Religion
- Affiliation: Conservative Judaism
- Leadership: President: Michael Paul
- Status: Active

Location
- Location: 124 Elizabeth Ave, St. John's, Newfoundland and Labrador, Canada
- Interactive map of Beth El Synagogue
- Coordinates: 47°34′48″N 52°43′03″W﻿ / ﻿47.58002°N 52.7175°W

Architecture
- Completed: 1961

= Beth El Synagogue (Newfoundland) =

Beth El Synagogue is a Conservative synagogue in St. John's, Newfoundland and Labrador. It is the only synagogue in Newfoundland, and the easternmost synagogue in North America.

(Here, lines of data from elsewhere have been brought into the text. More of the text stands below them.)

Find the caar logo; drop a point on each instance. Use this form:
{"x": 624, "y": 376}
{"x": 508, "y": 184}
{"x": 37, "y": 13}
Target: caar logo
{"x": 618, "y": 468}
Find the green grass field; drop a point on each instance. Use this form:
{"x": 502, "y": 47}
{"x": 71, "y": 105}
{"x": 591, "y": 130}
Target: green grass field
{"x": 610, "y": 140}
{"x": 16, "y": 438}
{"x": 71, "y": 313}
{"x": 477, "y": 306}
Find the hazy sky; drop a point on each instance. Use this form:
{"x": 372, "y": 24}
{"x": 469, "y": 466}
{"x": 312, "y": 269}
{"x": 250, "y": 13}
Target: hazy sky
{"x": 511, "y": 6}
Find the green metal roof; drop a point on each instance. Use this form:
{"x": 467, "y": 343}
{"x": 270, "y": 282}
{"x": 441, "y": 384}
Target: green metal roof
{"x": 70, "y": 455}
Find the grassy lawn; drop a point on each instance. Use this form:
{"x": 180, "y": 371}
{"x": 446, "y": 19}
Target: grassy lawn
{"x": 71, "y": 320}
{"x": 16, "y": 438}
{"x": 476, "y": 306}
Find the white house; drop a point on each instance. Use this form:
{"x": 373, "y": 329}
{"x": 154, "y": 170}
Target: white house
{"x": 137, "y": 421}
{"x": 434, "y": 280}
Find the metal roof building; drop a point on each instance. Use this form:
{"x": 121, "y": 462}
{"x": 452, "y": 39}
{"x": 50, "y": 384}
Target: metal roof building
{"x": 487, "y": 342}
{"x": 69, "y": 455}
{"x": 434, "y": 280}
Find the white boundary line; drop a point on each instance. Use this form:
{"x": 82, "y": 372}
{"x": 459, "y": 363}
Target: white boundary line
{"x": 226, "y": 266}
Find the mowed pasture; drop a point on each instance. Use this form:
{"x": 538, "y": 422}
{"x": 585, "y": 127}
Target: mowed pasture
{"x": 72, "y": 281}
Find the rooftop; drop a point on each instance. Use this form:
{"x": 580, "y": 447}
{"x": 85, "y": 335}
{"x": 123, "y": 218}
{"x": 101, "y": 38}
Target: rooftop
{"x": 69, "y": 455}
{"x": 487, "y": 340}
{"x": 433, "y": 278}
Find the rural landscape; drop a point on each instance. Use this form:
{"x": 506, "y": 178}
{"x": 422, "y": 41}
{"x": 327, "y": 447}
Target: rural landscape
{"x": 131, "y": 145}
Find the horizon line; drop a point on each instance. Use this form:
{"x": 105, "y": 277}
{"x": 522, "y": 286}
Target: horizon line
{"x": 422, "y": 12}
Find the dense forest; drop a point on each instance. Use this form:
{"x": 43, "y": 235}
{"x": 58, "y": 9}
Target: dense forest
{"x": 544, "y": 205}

The Hebrew Congregation of Newfoundland was founded in 1909 as an Orthodox congregation meeting in rented spaces in town. The earliest members were Jews from the United States; later, many Russian Jews who had defected from the Soviet Union became members during the Cold War. The current synagogue building at the corner of Elizabeth and Downing was constructed from 1959 to 1961, and features include an open courtyard. Edmond de Rothschild was made an honorary member of the synagogue in 1966 for his contributions to its construction. In 2001, the building underwent extensive renovations.

As of 2008, the congregation had 25 member families. The president was Dr. Michael Paul.